I feel like there’s a music hierarchy – pop isn’t cool enough for ska and punk, punk isn’t cool enough for alternative, alt isn’t cool enough for  rock, rock isn’t cool enough for heavy metal, and now heavy metal isn’t cool enough for black metal. I see it all the time, every sub-group of friends I have that is into music, thinks their music is the music and anything softer is lame. Funnily enough I don’t recall a debate about heavier music not being ‘real’ music but I’ve been in and amongst hundreds of debates about softer (sometimes microscopically softer) music that’s not ‘real’. I just want to love music, I prefer great guitar solos and I’ll always turn to 80’s rock and metal, but I’ll give anything a go. At Wacken there was plenty of debate about favourite bands but I never heard anyone speak down about anyone elses tastes and it was refreshing.

Anyway, when I said to Courts that if metalheads were that awesome they would want everyone to join in, he felt like his opinion was being attacked and I felt like I was just trying to talk about a vibe I had noticed. He thought I was being negative and I was, but in response to the perceived negativity around me. What could have been a mature conversation about the differences in metal subcultures (and what at the time I thought could be an opportunity for him to make me feel at ease – but boys don’t see these opportunities) turned into an argument and we retreated to the tent to sit in silence.

So here I am, watching the battery go flat and venting.
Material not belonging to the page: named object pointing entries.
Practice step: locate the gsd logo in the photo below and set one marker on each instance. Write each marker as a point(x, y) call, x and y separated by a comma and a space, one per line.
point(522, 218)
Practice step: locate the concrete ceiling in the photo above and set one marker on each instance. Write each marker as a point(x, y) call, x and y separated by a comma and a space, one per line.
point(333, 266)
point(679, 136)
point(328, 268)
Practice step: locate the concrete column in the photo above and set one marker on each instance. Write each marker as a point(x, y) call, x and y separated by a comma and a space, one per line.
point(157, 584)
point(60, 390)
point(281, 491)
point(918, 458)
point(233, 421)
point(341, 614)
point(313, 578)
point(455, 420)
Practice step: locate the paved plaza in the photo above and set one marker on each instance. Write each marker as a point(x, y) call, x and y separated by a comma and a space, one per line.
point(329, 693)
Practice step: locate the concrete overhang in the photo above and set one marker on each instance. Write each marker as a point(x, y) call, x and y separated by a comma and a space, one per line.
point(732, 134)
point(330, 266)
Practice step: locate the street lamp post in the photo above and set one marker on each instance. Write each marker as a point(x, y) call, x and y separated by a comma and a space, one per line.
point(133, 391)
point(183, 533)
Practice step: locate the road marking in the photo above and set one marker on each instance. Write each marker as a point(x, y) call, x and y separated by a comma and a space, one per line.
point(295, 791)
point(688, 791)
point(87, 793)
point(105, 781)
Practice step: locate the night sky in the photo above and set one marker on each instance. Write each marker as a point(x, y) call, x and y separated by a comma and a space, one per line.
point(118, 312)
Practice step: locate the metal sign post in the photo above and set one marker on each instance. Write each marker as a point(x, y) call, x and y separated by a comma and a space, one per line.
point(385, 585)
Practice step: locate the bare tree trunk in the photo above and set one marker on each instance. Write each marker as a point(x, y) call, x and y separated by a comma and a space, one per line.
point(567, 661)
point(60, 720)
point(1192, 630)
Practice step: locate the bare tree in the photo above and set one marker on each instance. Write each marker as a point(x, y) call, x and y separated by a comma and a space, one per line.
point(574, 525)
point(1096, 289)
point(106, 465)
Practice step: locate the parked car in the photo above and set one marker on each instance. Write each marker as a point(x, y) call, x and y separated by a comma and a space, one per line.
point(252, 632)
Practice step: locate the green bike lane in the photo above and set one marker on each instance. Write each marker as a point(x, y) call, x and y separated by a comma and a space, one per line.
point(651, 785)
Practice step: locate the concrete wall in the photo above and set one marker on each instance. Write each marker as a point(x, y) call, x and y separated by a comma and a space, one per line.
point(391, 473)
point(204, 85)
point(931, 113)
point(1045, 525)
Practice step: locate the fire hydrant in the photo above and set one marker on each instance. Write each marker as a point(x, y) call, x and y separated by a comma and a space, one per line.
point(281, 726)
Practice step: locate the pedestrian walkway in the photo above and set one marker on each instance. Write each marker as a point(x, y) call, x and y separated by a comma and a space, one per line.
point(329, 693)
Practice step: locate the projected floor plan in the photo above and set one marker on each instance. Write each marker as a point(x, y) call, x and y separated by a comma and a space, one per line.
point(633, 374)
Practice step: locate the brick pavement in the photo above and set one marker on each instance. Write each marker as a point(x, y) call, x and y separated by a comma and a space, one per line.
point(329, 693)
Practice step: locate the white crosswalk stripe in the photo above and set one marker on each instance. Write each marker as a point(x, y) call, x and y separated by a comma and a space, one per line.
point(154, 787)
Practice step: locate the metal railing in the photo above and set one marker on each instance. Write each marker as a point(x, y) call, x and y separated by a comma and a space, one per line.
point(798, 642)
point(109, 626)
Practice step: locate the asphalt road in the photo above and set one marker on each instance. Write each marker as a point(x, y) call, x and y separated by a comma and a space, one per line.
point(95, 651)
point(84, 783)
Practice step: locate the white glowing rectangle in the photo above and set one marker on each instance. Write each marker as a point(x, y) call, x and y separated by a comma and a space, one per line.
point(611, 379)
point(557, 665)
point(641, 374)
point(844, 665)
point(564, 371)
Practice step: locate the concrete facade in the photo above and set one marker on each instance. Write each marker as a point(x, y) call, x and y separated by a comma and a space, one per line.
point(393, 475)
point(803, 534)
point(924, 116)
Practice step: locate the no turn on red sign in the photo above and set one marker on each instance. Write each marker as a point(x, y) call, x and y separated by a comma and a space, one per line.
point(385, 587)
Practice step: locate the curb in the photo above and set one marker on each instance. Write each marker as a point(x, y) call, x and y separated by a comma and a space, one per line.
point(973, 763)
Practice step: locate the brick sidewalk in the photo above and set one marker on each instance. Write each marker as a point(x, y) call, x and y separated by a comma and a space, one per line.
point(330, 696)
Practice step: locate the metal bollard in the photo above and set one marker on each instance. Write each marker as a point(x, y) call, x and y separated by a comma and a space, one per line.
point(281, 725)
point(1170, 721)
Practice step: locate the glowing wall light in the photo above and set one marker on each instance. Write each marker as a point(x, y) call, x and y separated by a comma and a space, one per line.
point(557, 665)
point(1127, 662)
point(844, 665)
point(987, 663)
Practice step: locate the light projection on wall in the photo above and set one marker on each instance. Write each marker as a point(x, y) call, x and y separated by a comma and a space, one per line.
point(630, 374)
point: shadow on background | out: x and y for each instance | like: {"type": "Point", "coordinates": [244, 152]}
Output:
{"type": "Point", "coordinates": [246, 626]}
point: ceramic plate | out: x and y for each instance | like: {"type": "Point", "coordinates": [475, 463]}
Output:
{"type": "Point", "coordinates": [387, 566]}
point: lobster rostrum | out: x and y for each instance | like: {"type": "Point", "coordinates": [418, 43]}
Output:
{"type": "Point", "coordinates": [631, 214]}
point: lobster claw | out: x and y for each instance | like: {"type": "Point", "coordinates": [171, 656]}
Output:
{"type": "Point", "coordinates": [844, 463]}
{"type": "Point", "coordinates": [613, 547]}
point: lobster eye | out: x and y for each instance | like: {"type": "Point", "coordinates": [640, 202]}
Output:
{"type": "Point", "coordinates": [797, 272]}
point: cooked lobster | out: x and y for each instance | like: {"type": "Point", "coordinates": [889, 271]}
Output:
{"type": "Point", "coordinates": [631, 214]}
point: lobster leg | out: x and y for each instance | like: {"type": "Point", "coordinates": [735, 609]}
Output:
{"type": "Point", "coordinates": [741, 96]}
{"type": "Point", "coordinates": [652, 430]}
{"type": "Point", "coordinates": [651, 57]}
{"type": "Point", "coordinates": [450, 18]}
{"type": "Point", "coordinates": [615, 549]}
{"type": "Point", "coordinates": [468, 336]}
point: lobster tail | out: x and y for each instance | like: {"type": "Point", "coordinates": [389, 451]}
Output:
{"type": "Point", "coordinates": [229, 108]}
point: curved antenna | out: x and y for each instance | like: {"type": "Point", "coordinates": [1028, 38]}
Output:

I will go into the festival grounds tonight with an open mind - after all, when I went to the toilet again a minute ago, a guy wearing fluffy pig ears shook my hand. I will have fun, I’ll try out the new bands I haven’t heard before and I will be positive and step out of my comfort zone and talk to people the way Courtney does – naturally and with ease - as if I’m at home, or a friend’s house party, or a gig at home with eyeliner and black boots. But, when all is said and done and you guys stop reading this blog, it will still be a log of the memories I’ve long forgotten, so I’ll post this anyway. It’s my blog and I’ll cry if I want to. And then, to make up for it, I’ll make a better story happen for next time.

*Maybe it’s Heavy Metal  that’s the answer, because Courts has just informed me PartySan is extreme metal - closer to the just-noise music often associated with metalheads by non-metal lovers.